ABOUT MARKETS AND MODELS
U.S. states are now ripping up the New Jersey playbook of tying licenses to land-based casinos and requiring specialist online sportsbook operators to partner with incumbent gaming interests as their ‘skins’. Despite state constitutional restrictions, New York bypassed its land-based casinos for mobile sports betting, with potentially just two standalone licenses available through a competitive bid process. Maryland is likewise enabling online operators to secure their own licenses without a casino partnership, but with up to 60 available under the state’s more expansive law. Pending federal approval, Florida will also be running all online sports betting through platforms controlled by the Seminole Tribe, with any partnerships struck on radically different terms to skin agreements in New Jersey, Pennsylvania and other states.
Future doubts have to do with operators that will emerge as the victors from New York’s RFP process, amid the prospect of major brands teaming up through a series of joint bids. Moreover, to know if Massachusetts and Ohio will follow the trend of decoupling sports wagering licenses from incumbent casinos.
LEGISLATION IN INDIAN TRIBES
In January 2021, a key trend was emerging. We are referring to the different legal pathways for how Indian tribes would participate in online sports betting. Now, this possibility is clearer, thanks to regulatory developments in H1 2021. The first few months of the year have seen both Arizona and Connecticut follow Michigan’s model, by allowing tribes to conduct sports wagering in their tribal casinos as sovereign governments, but requiring state licenses for mobile betting involving players beyond Indian reservations.
In stark contrast is Florida’s new compact with the Seminole Tribe, which permits the tribe to conduct online sports betting throughout the state via on-reservation servers as a form of tribal gaming subject to 1988’s federal Indian Gaming Regulatory Act (IGRA). If Florida’s compact survives federal and court scrutiny, it will establish a new regulatory model for how mobile sports wagering might be constructed in other major tribal gaming states such as Oklahoma, Minnesota, Washington or even California. If the Seminole Tribe’s path to online betting is blocked, then calls for Congress to update IGRA for the post-PASPA era are likely to be amplified.
SPORTS TEAMS BECOME MAJOR PLAYERS
Virginia made history in January 2021, when regulators awarded the first sports wagering license to a major U.S. pro sports team in the shape of the NFL’s Washington Football Team and its partner FanDuel. However, Arizona became the first state to adopt that licensing model at scale through legislation that enables all major in-state teams to control access to online betting licenses. While Arizona sports teams will not run their own sportsbooks but instead partner with leading operators as their “designees”, the state’s law breaks new ground in terms of direct team participation in the sports wagering market.

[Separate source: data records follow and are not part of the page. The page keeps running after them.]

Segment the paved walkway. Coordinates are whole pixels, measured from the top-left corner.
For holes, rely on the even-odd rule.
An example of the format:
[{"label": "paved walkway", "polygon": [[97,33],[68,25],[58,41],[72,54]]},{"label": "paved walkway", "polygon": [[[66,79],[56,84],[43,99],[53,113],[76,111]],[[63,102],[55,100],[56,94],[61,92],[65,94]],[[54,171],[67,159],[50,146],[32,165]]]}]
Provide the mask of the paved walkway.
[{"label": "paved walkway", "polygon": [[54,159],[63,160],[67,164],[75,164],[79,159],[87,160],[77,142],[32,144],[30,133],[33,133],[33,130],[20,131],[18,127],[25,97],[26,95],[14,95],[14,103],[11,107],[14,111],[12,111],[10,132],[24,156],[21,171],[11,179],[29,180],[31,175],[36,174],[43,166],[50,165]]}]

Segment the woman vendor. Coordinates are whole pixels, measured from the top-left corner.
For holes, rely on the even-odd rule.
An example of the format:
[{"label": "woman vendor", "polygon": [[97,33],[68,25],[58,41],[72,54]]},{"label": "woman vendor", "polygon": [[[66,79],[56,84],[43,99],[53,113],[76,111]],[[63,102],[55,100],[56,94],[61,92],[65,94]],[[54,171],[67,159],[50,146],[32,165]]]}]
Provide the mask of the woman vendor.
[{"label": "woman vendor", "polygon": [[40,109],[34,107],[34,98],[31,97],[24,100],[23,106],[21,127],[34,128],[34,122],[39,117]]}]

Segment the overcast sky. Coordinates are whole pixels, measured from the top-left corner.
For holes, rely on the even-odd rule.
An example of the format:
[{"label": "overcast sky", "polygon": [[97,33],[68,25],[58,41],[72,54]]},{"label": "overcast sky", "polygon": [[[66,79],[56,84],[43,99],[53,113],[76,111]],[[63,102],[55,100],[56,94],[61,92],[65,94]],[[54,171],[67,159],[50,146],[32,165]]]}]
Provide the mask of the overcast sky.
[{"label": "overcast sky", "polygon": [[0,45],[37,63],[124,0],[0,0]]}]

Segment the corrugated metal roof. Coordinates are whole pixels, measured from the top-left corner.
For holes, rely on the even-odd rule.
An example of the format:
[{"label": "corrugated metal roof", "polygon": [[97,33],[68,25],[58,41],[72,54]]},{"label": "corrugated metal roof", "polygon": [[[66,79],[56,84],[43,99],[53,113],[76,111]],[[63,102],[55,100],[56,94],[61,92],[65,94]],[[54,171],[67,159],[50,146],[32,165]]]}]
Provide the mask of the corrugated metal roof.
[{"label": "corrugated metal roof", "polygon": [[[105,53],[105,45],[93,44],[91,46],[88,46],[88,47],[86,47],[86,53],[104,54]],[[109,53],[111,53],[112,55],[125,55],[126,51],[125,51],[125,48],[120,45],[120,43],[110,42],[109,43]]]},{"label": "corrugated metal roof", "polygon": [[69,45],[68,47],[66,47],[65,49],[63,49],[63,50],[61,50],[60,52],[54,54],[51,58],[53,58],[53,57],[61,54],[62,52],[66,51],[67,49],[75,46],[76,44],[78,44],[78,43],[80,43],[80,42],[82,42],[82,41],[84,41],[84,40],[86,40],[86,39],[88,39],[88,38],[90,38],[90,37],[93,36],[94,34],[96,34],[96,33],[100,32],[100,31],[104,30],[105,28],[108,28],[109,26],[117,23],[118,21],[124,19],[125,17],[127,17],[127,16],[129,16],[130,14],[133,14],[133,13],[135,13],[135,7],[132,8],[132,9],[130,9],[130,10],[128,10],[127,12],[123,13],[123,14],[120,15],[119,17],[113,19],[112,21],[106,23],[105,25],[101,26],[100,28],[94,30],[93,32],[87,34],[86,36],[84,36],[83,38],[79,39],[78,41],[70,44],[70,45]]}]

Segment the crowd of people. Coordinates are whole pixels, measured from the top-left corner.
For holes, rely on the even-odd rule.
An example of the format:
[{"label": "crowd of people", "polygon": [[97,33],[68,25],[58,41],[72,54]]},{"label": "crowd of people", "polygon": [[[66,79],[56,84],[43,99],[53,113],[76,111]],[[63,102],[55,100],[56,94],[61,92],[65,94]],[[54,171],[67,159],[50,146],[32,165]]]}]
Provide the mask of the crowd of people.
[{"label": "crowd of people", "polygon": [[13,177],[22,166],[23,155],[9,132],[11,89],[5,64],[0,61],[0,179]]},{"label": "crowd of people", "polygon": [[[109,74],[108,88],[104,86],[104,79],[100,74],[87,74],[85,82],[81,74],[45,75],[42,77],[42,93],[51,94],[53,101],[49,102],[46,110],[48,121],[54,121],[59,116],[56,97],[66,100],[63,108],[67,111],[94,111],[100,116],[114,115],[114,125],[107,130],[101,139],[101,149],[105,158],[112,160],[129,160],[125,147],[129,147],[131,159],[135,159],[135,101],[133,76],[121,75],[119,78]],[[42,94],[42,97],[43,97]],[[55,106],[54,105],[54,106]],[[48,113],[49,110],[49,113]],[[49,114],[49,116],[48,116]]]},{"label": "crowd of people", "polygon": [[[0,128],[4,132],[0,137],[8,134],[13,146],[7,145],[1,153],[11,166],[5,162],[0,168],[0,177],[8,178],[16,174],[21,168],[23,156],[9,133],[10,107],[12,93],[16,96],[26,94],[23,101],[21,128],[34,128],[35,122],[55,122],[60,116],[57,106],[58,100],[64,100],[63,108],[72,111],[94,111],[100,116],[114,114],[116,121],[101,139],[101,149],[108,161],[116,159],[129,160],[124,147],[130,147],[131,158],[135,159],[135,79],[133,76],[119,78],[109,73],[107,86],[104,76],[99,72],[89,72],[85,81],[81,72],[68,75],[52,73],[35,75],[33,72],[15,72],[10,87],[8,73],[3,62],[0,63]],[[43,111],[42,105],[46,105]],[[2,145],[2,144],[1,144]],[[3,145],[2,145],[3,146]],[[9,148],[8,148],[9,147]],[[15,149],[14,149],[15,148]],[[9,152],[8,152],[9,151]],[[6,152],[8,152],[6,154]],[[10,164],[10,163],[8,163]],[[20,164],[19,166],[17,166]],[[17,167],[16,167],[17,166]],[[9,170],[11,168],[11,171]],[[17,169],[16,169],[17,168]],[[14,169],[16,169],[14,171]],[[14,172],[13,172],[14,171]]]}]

The main question in this regard is whether Ohio sports teams will succeed in their lobbying efforts for similar treatment to their counterparts in Arizona. Meanwhile, H2 2021 should also see more market-access partnerships between teams and sportsbook operators in Arizona, Maryland and potentially Illinois.
Of course, there are many possibilities in different states for the advance of the legalization of iGaming, mobile gaming and sports betting to lead to the expansion of these indicators, in a general market in constant development.